Aujourd'hui tu marches dans Paris les femmes sont ensanglantées
C'était et je voudrais ne pas m'en souvenir c'était au déclin de la beauté

Entourée de flammes ferventes Notre-Dame m'a regardé à Chartres
Le sang de votre Sacré-Coeur m'a inondé à Montmartre
Je suis malade d'ouïr les paroles bienheureuses
L'amour dont je souffre est une maladie honteuse
Et l'image qui te possède te fait survivre dans l'insomnie et dans l'angoisse
C'est toujours près de toi cette image qui passe

[Zone, Guillaume Apollinaire]

Aujourd'hui j'ai passé des heures et des heures complètement immobile, figée sur place sur un fauteuil ou dans mon lit, incapable de bouger. Presque rien fait du tout. Comme abattue et sans forces. Il y a une lourdeur dans cet air que je respire. Je n'arrivais pas à commencer la journée.
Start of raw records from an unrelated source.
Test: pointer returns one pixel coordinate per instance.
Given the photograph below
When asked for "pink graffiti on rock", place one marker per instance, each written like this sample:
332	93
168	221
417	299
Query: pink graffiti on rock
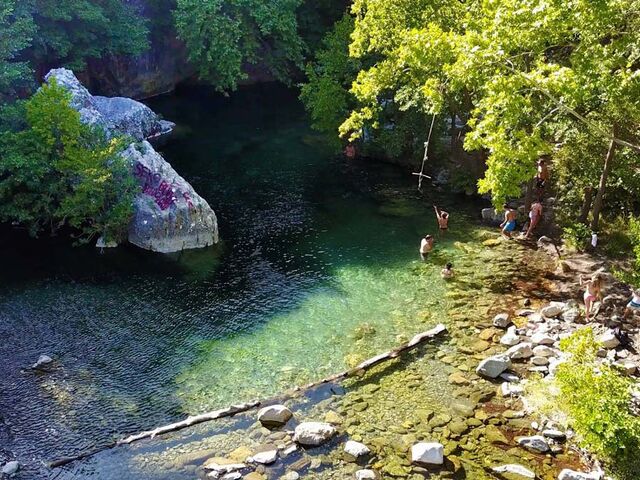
164	193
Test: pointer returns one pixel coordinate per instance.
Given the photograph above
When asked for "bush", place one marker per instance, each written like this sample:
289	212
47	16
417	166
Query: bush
577	236
55	171
597	399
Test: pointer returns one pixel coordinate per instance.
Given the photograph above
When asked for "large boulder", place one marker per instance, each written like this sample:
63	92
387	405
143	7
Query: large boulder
312	434
116	115
169	216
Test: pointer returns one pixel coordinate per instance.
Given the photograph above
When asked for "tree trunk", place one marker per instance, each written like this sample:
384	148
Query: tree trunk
597	203
586	205
528	197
Et puis j'ai fait un effort et j'ai quand même pris un long bain chaud et je me suis lavé les cheveux. J'ai pris le temps de les sécher en les brossant et en les étirant avec la brosse ronde en poils de sanglier pour qu'ils soient droits et lisses, le plus possible. Et après je suis allée au Figaro manger une bouchée sans la faim et j'ai écrit dans le cahier rouge pour essayer de décoincer cette écriture qui est toute bloquée et j'ai fait autre chose aussi pour me remettre vraiment dans l'écriture mais je ne peux pas raconter tout cela ici. Et après ça j'ai fait un effort et je suis entrée dans une boutique pour acheter quelques vêtements, et me débarrasser enfin de ces vieux trucs déformés que je porte depuis des siècles.

J'ai compté les jours et les pages. Si j'écris tous les jours, vu qu'il reste 21 pages, j'arriverai à la page 300 le 8 août : c'est dans 21 jours exactement. Je finirai ce cahier, et puis tout de suite après je prendrai l'avion. Parfait.